The original target date for initial piloted CCP flights was 2017. Funding shortfalls in Congress and technical snags delayed development, including an explosion during a ground test that destroyed a SpaceX Crew Dragon.
But the California rocket builder still managed to kick off piloted flights in May 2020, successfully launching two NASA astronauts on a Crew Dragon test flight to the space station.
Since then, SpaceX has launched eight operational crew rotation flights to the station, three research missions to the lab funded by Houston-based Axiom Space and a purely commercial, two-man, two-woman trip to low-Earth orbit paid for by billionaire pilot and businessman Jared Isaacman. In all, 50 people have flown to orbit aboard Crew Dragons.
It’s been a different story for Boeing’s Starliner.
During an initial unpiloted test flight in December 2019, unexpected software and communications glitches prevented a planned rendezvous with the space station. Boeing corrected those problems and opted to carry out a second uncrewed test flight, at its own expense.

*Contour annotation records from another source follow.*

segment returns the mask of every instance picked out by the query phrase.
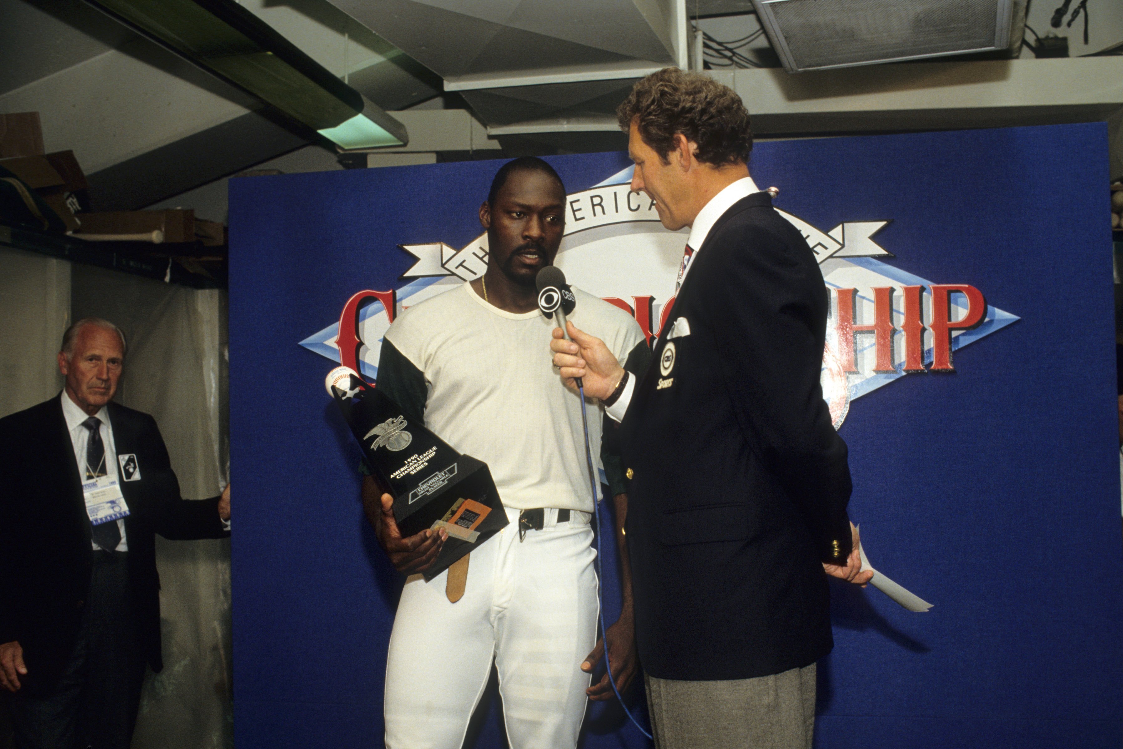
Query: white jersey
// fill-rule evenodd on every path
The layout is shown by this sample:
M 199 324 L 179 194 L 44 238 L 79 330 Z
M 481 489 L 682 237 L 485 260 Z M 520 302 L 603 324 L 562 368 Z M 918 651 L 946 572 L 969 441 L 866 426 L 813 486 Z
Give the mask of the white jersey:
M 623 310 L 574 289 L 569 320 L 602 339 L 621 366 L 643 340 Z M 424 422 L 456 450 L 487 464 L 515 510 L 593 511 L 581 402 L 549 350 L 555 322 L 485 302 L 468 283 L 403 311 L 386 340 L 424 377 Z M 587 399 L 593 464 L 601 467 L 601 409 Z M 597 481 L 600 483 L 600 481 Z

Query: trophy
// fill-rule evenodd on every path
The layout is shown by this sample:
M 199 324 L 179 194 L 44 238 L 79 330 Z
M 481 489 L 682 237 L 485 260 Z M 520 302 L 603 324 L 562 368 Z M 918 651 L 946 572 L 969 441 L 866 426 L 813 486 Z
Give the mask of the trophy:
M 372 473 L 394 497 L 394 520 L 402 536 L 426 528 L 448 533 L 424 572 L 427 582 L 506 526 L 487 464 L 460 455 L 424 424 L 407 418 L 390 396 L 349 367 L 332 369 L 325 385 Z

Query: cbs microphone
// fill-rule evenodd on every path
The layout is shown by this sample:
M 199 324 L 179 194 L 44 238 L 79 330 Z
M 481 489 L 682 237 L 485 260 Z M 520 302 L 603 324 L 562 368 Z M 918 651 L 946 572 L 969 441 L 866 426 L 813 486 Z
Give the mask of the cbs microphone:
M 554 318 L 562 328 L 562 334 L 568 338 L 566 316 L 577 307 L 577 298 L 565 282 L 565 273 L 556 265 L 547 265 L 535 276 L 535 285 L 538 286 L 538 309 L 547 318 Z M 584 386 L 581 377 L 576 377 L 575 382 L 578 387 Z

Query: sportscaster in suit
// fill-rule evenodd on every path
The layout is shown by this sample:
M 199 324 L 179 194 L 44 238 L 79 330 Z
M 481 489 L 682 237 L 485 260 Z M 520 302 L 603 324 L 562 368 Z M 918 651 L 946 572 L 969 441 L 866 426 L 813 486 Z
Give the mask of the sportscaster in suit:
M 828 295 L 749 175 L 729 88 L 667 68 L 618 110 L 667 229 L 690 227 L 651 365 L 569 325 L 550 348 L 621 422 L 636 630 L 659 749 L 811 747 L 828 575 L 864 584 L 850 471 L 820 387 Z
M 80 320 L 65 390 L 0 419 L 0 686 L 20 749 L 128 749 L 145 664 L 162 667 L 155 535 L 229 535 L 229 486 L 182 499 L 156 422 L 112 402 L 124 363 L 116 326 Z M 128 514 L 93 524 L 115 497 Z

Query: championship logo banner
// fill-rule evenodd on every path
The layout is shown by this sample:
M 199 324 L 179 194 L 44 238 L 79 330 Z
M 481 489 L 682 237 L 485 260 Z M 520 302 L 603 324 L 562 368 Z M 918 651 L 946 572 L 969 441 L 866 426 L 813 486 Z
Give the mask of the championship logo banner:
M 631 191 L 632 168 L 566 197 L 565 238 L 555 264 L 569 283 L 632 314 L 650 341 L 674 304 L 690 231 L 663 228 L 655 202 Z M 1019 319 L 987 304 L 984 292 L 970 284 L 930 281 L 903 270 L 875 239 L 892 219 L 847 221 L 823 231 L 778 212 L 807 240 L 830 291 L 822 385 L 836 428 L 852 401 L 911 373 L 953 372 L 952 351 Z M 375 380 L 382 336 L 393 318 L 487 267 L 486 234 L 459 248 L 442 241 L 400 247 L 417 258 L 402 274 L 404 285 L 356 290 L 341 310 L 341 323 L 300 345 Z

But during the second countdown, engineers ran into problems with stuck propulsion system valves in the Starliner’s service module. Engineers eventually traced the problem to moisture intrusion and corrosion, triggering another lengthy delay.
The second Starliner test flight in May 2022 was a success, docking at the space station as planned and returning to Earth with a pinpoint landing. But in the wake of the flight, engineers discovered fresh problems: trouble with parachute harness connectors and concern about protective tape wrapped around wiring that could catch fire in a short circuit.
Work to correct those issues pushed the first crewed flight to this year. When all was said and done, Boeing spent more than $1 billion of its own money to pay for the additional test flight and corrective actions.
A critical mission for Boeing
The CFT launching comes at a critical time for Boeing given the aftermath of two highly publicized 737 Max crashes in 2018 and 2019 and more recently, the blowout of a cabin door “plug” during an Alaska Airlines flight that has raised fresh questions about the company’s safety culture.
For his part, Wilmore said he didn’t view the Starliner launch in the context of Boeing’s trouble with its airplanes.
“I don’t think it has necessarily anything to do with Boeing and a flight going off,” he said. “They’re all vitally important. This is human spaceflight. That adage you’ve heard since Apollo 13, failure is not an option? That has nothing specifically to do with Boeing or this program. That’s all the things that we do in human spaceflight.
“So, this one is no more or less important than anything else we’re doing,” he said. “It just happens to be the most important one we’re doing right now.”
Williams acknowledged the Starliner’s rocky road to launch. “I’m not going to say it’s been easy. It’s a little bit of (an) emotional roller coaster.”
But, she added, “We knew we would get here eventually. It’s a solid spacecraft. I don’t think I would really want to be in any other place right now.”